At least seven Penan communities in Miri and Limbang have erected blockades across roads used by logging companies. The logging companies have been encroaching on traditional forests, causing pollution and a host of other problems. Several reports were filed in 2002 regarding the deteriorating conditions of the communities as a result of the logging activities. The Reports have been largely ignored by the government, leading the communities to take matters into their own hands.

In an attempt to provide easy access to impartial information about the deforestation of the Amazon, The National Institute of Space Research (INPE) has launched a new website. This site provides information based on the digital records of satellite images, including LANDSAT images and maps of the deforestation. The site allows to spatially localize areas of drastic tree loss; an aide that will permit a more comprehensive analysis of the factors behind deforestation and help develop policies to protect against further forest loss.

At least 70 workers on the Camisea natural gas pipeline in Ayacucho were kidnapped early Monday morning by unidentified assailants and held for a ransom of one million dollars and assorted communications equipment. On Tuesday the army led a raid on the kidnappers, freeing the captives. The whereabouts of the kidnappers are unknown. President Alejandro Toledo said afterward that he believed the kidnappers were remnants of the Maoist Shining Path, whose insurgency led to an extremely violent civil war that killed over 35,000 during the 1980s and early 1990s.

Indigenous leaders from the Achuar, Shuar, and Zapara peoples have been staging protests outside the international headquarters of Burlington Resources in unified opposition to the company’s oil exploration and extraction policies in their territories. Purchaser of the oil concession referred to as Block 24, Burlington Resources owns blocks in the primary rainforest of the southern Ecuadorian Amazon, overlapping with the ancestral territories of the Achuar, Shuar, and Quichua peoples.

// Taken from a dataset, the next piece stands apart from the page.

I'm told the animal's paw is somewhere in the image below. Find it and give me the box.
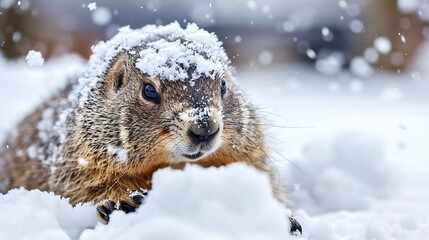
[289,217,302,236]
[97,189,148,223]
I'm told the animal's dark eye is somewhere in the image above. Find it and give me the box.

Approximately seven hundred Kosovo Romani, Ashkaelia and Egyptian refugees -- including around three hundred and fifty children - have been living in a "collective center" in the Orizari municipality of the Macedonian capital Skopje, sheltered under short-term, temporary ‘surrogate protection’ since being ethnically cleansed from Kosovo in 1999.

On May 6, program director Paula Palmer met Sea Turtle Restoration Project's Doug Israel and Global Response members Crystal Law, Philip Paul and Bill Bernthal at United Nations headquarters in New York City, where they delivered over 1,100 letters addressed to UN Secretary General Kofi Annan.

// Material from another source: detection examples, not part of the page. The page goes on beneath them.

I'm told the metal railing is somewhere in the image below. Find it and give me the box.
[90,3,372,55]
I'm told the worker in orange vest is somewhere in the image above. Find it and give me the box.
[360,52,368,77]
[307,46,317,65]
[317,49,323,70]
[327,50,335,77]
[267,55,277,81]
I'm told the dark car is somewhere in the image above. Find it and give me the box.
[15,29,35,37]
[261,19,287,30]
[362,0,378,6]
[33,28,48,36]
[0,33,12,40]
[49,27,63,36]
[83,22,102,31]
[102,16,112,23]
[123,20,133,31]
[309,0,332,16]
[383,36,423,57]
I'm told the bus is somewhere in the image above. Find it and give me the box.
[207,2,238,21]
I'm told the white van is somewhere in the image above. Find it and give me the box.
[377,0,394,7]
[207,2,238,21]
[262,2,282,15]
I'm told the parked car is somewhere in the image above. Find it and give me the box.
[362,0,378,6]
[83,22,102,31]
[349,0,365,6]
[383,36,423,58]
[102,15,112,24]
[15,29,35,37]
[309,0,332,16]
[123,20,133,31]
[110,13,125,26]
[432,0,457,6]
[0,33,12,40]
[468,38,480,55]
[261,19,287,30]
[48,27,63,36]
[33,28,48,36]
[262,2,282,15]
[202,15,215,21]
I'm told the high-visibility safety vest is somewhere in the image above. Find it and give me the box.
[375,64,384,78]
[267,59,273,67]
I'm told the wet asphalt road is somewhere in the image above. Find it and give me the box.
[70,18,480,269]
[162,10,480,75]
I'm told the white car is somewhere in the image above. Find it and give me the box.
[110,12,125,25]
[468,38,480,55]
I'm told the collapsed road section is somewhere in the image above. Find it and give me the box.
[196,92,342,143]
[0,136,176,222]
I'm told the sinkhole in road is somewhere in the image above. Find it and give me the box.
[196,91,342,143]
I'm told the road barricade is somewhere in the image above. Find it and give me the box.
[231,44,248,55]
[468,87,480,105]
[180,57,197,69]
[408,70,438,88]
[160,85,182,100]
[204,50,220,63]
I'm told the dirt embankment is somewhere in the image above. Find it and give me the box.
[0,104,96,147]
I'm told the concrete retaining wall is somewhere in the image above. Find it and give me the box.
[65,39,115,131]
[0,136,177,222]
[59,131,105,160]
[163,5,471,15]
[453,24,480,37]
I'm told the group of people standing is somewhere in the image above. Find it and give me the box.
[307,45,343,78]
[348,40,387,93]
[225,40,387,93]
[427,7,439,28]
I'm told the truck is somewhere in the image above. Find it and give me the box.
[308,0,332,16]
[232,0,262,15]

The Inter-American Commission for Human Rights issued an order of precautionary measures in favor of the Sarayacu indigenous community in the Ecuadorian Amazon. The Commission ordered the Ecuadorian government to put in place all the necessary measures to protect the life, safety, and territories of the Sarayacu people. 

A Landmark Agreement Recognizing the San’s Intellectual Property Rights

On March 24, 2003, a small group of people gathered in the Kalahari Desert of far northern South Africa to observe a momentous occasion. After years of negotiations and uncertainty, representatives of the San peoples of southern Africa joined representatives from South Africa’s Council for Scientific and Industrial Research (CSIR) to celebrate the signing of a benefit-sharing agreement for a drug being developed from a traditional mainstay of the San diet – the seemingly humble Hoodia plant.